Speech can be broadly categorized as voiced and unvoiced. In the case of voiced speech, air from the lungs is modulated by vocal cords and results in a quasi-periodic excitation. The resulting sound is dominated by a relatively low-frequency oscillation, referred to as pitch. In the case of unvoiced speech, air from the lungs passes through a constriction in the vocal tract and becomes a turbulent, noise-like excitation. In the source-filter model of speech, the excitation is referred to as the source, and the vocal tract is referred to as the filter. Characterizing the source is an important part of characterizing the speech system.

As an example of voiced and unvoiced speech, consider a time-domain representation of the word "two" (/T UW/). The consonant /T/ (unvoiced speech) looks like noise, while the vowel /UW/ (voiced speech) is characterized by a strong fundamental frequency.

[audioIn, fs] = audioread('Counting-16-44p1-mono-15secs.wav');
twoStart = 110e3;
twoStop = 135e3;
audioIn = audioIn(twoStart:twoStop);
timeVector = linspace((twoStart/fs),(twoStop/fs),numel(audioIn));
figure;
plot(timeVector,audioIn);
axis([(twoStart/fs) (twoStop/fs) -1 1]);
ylabel('Amplitude');
xlabel('Time (s)');
title('Utterance - Two')
sound(audioIn,fs);

The simplest method to distinguish between voiced and unvoiced speech is to analyze the zero crossing rate. A large number of zero crossings implies that there is no dominate low-frequency oscillation.

Once you isolate a region of voiced speech, you can characterize it by estimating the pitch. This example uses pitch to estimate the pitch. It uses the default normalized autocorrelation approach to calculating pitch.

Apply pitch detection to the word "two" to see how pitch changes over time. This is known as the pitch contour, and is characteristic to a speaker.

pD = audiopluginexample.SpeechPitchDetector;
[~,pitch] = process(pD,audioIn);

figure;
subplot(2,1,1);
plot(timeVector,audioIn);
axis([(110e3/fs) (135e3/fs) -1 1])
ylabel('Amplitude')
xlabel('Time (s)')
title('Utterance - Two')

subplot(2,1,2)
plot(timeVector,pitch,'*')
axis([(110e3/fs) (135e3/fs) 80 140])
ylabel('Pitch (Hz)')
xlabel('Time (s)');
title('Pitch Contour');

Mel-Frequency Cepstrum Coefficients (MFCC)

Mel-Frequency Cepstrum Coefficients (MFCC) are popular features extracted from speech signals for use in recognition tasks. In the source-filter model of speech, MFCCs are understood to represent the filter (vocal tract). The frequency response of the vocal tract is relatively smooth, whereas the source of voiced speech can be modeled as an impulse train. The result is that the vocal tract can be estimated by the spectral envelope of a speech segment.

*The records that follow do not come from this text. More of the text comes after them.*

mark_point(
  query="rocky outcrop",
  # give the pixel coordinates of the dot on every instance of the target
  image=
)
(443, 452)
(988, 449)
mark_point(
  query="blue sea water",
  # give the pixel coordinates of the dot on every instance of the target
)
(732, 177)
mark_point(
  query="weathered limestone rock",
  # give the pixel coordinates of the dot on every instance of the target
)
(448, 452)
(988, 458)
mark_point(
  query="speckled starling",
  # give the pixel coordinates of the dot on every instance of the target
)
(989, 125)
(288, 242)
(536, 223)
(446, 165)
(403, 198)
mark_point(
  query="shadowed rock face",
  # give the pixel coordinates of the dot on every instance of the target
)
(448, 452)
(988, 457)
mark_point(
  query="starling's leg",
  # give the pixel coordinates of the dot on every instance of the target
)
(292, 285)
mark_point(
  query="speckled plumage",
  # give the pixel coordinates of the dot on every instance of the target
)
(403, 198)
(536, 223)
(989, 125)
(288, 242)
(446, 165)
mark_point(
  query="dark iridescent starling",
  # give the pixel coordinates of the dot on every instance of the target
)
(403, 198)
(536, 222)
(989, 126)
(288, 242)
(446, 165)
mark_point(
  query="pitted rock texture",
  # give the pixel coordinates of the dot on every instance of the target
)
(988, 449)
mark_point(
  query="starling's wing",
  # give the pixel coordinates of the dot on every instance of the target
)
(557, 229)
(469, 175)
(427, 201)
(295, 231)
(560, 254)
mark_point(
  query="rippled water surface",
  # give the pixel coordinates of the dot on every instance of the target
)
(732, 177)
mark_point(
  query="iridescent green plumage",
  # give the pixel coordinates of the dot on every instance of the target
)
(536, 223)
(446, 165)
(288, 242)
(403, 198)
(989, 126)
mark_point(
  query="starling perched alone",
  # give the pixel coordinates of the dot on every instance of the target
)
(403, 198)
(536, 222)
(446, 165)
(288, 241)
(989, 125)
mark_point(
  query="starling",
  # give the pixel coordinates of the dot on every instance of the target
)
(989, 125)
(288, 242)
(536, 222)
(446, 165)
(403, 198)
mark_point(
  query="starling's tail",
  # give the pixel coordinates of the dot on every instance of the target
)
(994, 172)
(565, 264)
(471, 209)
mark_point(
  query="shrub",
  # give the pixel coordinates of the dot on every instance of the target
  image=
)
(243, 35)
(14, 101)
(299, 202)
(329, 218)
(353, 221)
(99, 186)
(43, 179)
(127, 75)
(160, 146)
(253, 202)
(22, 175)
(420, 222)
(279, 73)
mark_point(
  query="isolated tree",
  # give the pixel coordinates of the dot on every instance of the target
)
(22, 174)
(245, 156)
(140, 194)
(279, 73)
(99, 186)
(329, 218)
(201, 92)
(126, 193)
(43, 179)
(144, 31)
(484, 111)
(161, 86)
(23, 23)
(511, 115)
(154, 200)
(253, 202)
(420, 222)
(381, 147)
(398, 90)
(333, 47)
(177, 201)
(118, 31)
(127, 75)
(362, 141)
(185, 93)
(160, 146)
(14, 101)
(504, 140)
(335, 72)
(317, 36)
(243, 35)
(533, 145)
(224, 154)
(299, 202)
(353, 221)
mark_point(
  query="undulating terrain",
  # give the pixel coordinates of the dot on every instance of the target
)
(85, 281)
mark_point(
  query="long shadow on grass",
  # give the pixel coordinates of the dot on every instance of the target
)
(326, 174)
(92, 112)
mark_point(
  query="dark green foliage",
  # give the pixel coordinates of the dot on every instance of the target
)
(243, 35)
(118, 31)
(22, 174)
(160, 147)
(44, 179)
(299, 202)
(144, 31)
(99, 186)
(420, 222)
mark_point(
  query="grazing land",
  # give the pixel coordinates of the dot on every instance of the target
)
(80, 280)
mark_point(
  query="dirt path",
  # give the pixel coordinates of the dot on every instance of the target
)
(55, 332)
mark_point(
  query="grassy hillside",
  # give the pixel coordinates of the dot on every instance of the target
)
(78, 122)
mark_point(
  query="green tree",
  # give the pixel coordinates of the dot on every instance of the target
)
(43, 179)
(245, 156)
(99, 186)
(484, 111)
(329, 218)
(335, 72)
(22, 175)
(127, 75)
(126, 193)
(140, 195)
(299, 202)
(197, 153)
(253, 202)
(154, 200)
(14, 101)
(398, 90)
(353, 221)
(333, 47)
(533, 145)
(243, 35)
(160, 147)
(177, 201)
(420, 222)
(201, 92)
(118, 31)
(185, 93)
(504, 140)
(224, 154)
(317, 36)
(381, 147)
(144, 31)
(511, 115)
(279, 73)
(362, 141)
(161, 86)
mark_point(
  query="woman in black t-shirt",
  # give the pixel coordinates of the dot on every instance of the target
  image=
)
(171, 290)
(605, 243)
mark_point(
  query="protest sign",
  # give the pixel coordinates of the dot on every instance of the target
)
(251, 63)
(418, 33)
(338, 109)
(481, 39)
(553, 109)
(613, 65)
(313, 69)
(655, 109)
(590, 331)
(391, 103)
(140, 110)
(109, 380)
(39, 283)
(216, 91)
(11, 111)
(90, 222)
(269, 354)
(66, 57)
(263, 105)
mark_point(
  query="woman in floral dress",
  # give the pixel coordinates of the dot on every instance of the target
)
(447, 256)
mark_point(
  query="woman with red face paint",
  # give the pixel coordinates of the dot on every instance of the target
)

The motivating idea of MFCC is to compress information about the vocal tract (smoothed spectrum) into a small number of coefficients based on an understanding of the cochlea.

Although there is no hard standard for calculating MFCC, the basic steps are outlined by the diagram.

The mel filterbank uses 10 linearly spaced triangular filters and then logarithmically spaces them thereafter. The individual bands are weighted for even energy. Below is a visualization of a typical mel filterbank.

This example uses mfcc to calculate the MFCCs for every file.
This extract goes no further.